As Sacramento legislators continue to pass laws that make California increasingly less competitive, while ignoring needed reforms in the way state government taxes, spends, and regulates, San Diego stands as a bright spot for advocates of reform, fiscal sanity, and transparency. That bright spot is because of the efforts of City Councilman Carl DeMaio, candidate for mayor of California’s second largest city.
Charter reform, coupled with redistricting, have taken the San Diego City Council from eight seats to nine, having already changed the mayor into a “strong mayor” executive role, and separating the office from the council. Going into this election, left-leaning councilmembers outnumbered pro-business councilmembers 5-3. However, the outright victories of businessmen Mark Kersey and Scott Sherman in the June primary have created a 4-4 split with the deciding ninth seat a battle between businessman Ray Ellis and liberal incumbent Sherri Lightner. Ellis topped Lightner in the 4-way June primary and reformers are excited about Ellis’ chances in November.
But the best part about what is happening in San Diego is not the prospect of a pro-reform, pro-business city council. It is the prospect of unwavering reformer DeMaio as the city’s next mayor. After coming in first in the 4-way June primary, which featured two other right-of-center candidates: Assemblyman Nathan Fletcher and District Attorney Bonnie Dumanis; and liberal 20-year Congressman Bob Filner.
DeMaio, finishing his first term on the council, placed first, with Filner second, however the combined right-of-center vote exceeded 60%, far outpacing Democrats 40-28% registration advantage.

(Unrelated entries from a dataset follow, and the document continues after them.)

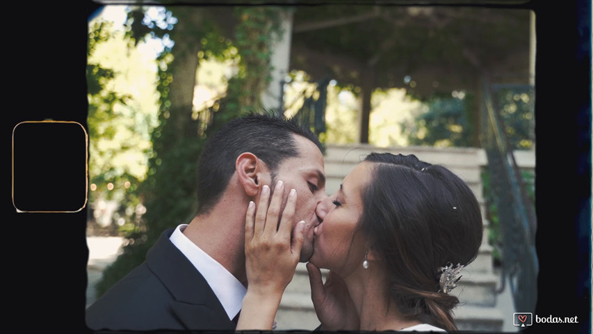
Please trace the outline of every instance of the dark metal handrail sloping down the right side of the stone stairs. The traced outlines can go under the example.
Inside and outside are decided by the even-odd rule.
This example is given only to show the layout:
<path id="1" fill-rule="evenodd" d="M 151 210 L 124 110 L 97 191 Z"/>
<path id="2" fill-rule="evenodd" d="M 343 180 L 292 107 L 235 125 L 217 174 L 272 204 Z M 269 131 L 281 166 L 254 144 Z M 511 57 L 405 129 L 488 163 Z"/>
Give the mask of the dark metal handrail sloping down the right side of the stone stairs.
<path id="1" fill-rule="evenodd" d="M 535 250 L 537 220 L 506 135 L 505 122 L 492 99 L 493 90 L 502 87 L 485 81 L 482 147 L 487 154 L 490 179 L 496 180 L 491 186 L 503 236 L 503 278 L 507 278 L 510 284 L 515 309 L 518 312 L 533 312 L 537 302 L 539 272 Z M 533 91 L 533 86 L 521 88 Z"/>

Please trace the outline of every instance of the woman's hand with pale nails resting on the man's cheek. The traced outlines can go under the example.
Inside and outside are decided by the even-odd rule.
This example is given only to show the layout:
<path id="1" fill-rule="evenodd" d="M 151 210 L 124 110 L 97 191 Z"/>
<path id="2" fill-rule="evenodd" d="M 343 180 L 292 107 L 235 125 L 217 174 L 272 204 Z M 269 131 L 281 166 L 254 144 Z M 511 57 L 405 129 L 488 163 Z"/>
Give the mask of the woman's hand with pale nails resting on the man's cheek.
<path id="1" fill-rule="evenodd" d="M 304 221 L 295 226 L 296 191 L 291 190 L 281 213 L 284 184 L 278 182 L 270 198 L 263 186 L 257 212 L 250 202 L 245 214 L 245 271 L 247 294 L 239 317 L 239 329 L 272 329 L 284 289 L 291 283 L 304 241 Z M 269 208 L 268 208 L 268 202 Z"/>

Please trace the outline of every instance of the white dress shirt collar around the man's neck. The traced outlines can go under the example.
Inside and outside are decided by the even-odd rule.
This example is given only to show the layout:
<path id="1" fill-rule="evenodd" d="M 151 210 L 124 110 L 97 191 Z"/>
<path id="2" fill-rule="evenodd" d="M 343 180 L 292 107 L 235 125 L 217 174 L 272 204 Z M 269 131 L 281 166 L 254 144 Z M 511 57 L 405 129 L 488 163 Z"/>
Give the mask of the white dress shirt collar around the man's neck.
<path id="1" fill-rule="evenodd" d="M 200 271 L 218 297 L 229 319 L 233 319 L 241 310 L 247 288 L 239 282 L 222 264 L 216 262 L 204 250 L 200 249 L 183 234 L 188 224 L 181 224 L 171 234 L 171 242 L 184 253 L 193 266 Z"/>

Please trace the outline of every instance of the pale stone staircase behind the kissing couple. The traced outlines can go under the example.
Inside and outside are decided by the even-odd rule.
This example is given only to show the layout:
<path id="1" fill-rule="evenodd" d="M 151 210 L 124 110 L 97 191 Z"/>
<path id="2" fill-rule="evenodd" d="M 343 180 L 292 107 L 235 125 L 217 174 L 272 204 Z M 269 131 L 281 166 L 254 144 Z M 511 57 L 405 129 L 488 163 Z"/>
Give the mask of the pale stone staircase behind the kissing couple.
<path id="1" fill-rule="evenodd" d="M 415 154 L 416 157 L 431 164 L 441 164 L 465 180 L 482 205 L 485 217 L 485 200 L 482 196 L 480 170 L 486 164 L 482 150 L 474 148 L 375 148 L 369 145 L 328 145 L 325 154 L 325 173 L 328 194 L 339 189 L 343 177 L 350 172 L 368 152 L 391 152 L 394 154 Z M 462 272 L 463 278 L 453 290 L 460 299 L 454 310 L 454 317 L 460 331 L 501 332 L 504 316 L 509 310 L 496 307 L 495 289 L 498 276 L 492 264 L 492 246 L 487 242 L 489 222 L 484 221 L 485 237 L 478 257 Z M 326 271 L 323 271 L 325 274 Z M 512 312 L 512 311 L 510 311 Z M 319 325 L 313 304 L 309 276 L 304 264 L 299 264 L 295 276 L 280 303 L 276 316 L 278 330 L 313 330 Z"/>

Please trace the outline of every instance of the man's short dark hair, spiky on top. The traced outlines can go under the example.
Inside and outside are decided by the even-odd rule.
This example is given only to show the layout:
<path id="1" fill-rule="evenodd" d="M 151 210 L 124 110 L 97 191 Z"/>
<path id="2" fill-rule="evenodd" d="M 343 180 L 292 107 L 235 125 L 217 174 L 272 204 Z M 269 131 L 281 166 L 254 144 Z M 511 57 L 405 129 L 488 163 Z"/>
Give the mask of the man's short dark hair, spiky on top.
<path id="1" fill-rule="evenodd" d="M 255 154 L 273 175 L 284 159 L 298 157 L 293 135 L 309 139 L 323 152 L 317 136 L 294 119 L 251 113 L 223 125 L 206 143 L 197 162 L 197 212 L 209 212 L 216 205 L 241 153 Z"/>

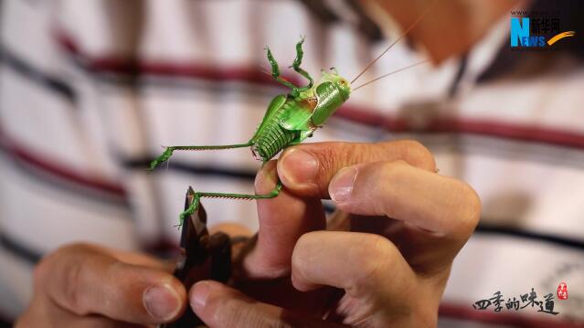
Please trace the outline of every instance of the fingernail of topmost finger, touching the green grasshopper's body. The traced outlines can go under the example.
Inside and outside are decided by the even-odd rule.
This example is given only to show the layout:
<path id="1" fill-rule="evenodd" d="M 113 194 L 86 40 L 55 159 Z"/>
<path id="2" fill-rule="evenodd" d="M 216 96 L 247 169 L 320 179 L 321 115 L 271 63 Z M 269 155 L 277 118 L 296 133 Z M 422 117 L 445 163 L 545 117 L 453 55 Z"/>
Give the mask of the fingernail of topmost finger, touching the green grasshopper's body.
<path id="1" fill-rule="evenodd" d="M 311 183 L 318 171 L 316 158 L 300 149 L 293 148 L 285 153 L 280 161 L 280 173 L 291 184 Z"/>

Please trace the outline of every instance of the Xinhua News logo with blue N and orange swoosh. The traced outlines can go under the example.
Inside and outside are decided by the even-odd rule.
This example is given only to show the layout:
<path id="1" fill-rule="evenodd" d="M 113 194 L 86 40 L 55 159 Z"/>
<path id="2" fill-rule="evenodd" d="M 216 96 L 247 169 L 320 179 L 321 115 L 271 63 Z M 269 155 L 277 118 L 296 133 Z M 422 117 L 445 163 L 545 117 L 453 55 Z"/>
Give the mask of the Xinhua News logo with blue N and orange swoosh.
<path id="1" fill-rule="evenodd" d="M 558 13 L 537 11 L 511 12 L 511 49 L 546 50 L 575 31 L 561 31 Z"/>

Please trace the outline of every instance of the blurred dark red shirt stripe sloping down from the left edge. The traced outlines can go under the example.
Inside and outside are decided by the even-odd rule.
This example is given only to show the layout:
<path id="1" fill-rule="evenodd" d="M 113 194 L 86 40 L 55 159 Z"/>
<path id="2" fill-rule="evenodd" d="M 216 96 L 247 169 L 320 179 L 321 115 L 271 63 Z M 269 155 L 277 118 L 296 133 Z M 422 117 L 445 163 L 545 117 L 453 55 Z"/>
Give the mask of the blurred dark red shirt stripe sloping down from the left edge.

Going into November, DeMaio is running a strong campaign based on his efforts to reform government employee pensions (Prop. B), transparency in government contracting (Prop. A), and opposition to the sales tax increase (Prop. D). DeMaio led the charge for both reforms and the anti-sales tax campaign and prevailed with over 60% in each battle. His reform agenda has become the mantra of the pro-jobs right-of-center coalition in San Diego and has unified the Republican Party while attracting impressive Democrat and Independent support.
In fact, after Nathan Fletcher’s switch from Republican to Independent in the primary, polling showed that DeMaio still pulled more Decline to State voters than any other candidate, including a 4-1 advantage over Fletcher.
Party leaders who want to see a model for reform, transparency, and the application of market-forces to good governance, need look no further than DeMaio’s efforts in San Diego. With labor and Sacramento liberals increasingly killing our state’s economy and competitiveness, the DeMaio model can be the path out of the political wilderness.
With all that DeMaio has going for him, he will still see the public employee unions come after him with a vengeance. They are expected to spend millions against DeMaio and have already reserved hundreds of thousands of dollars worth of TV ad time. Their campaign against him is 100% negative and will be as brutal as anything San Diego voters have ever seen.
If the right-of-center coalition wants to build an eventual governing majority, that effort starts in San Diego and Carl DeMaio.
Revolvis Consulting advises DeMaio, Ellis, Kersey, and Sherman.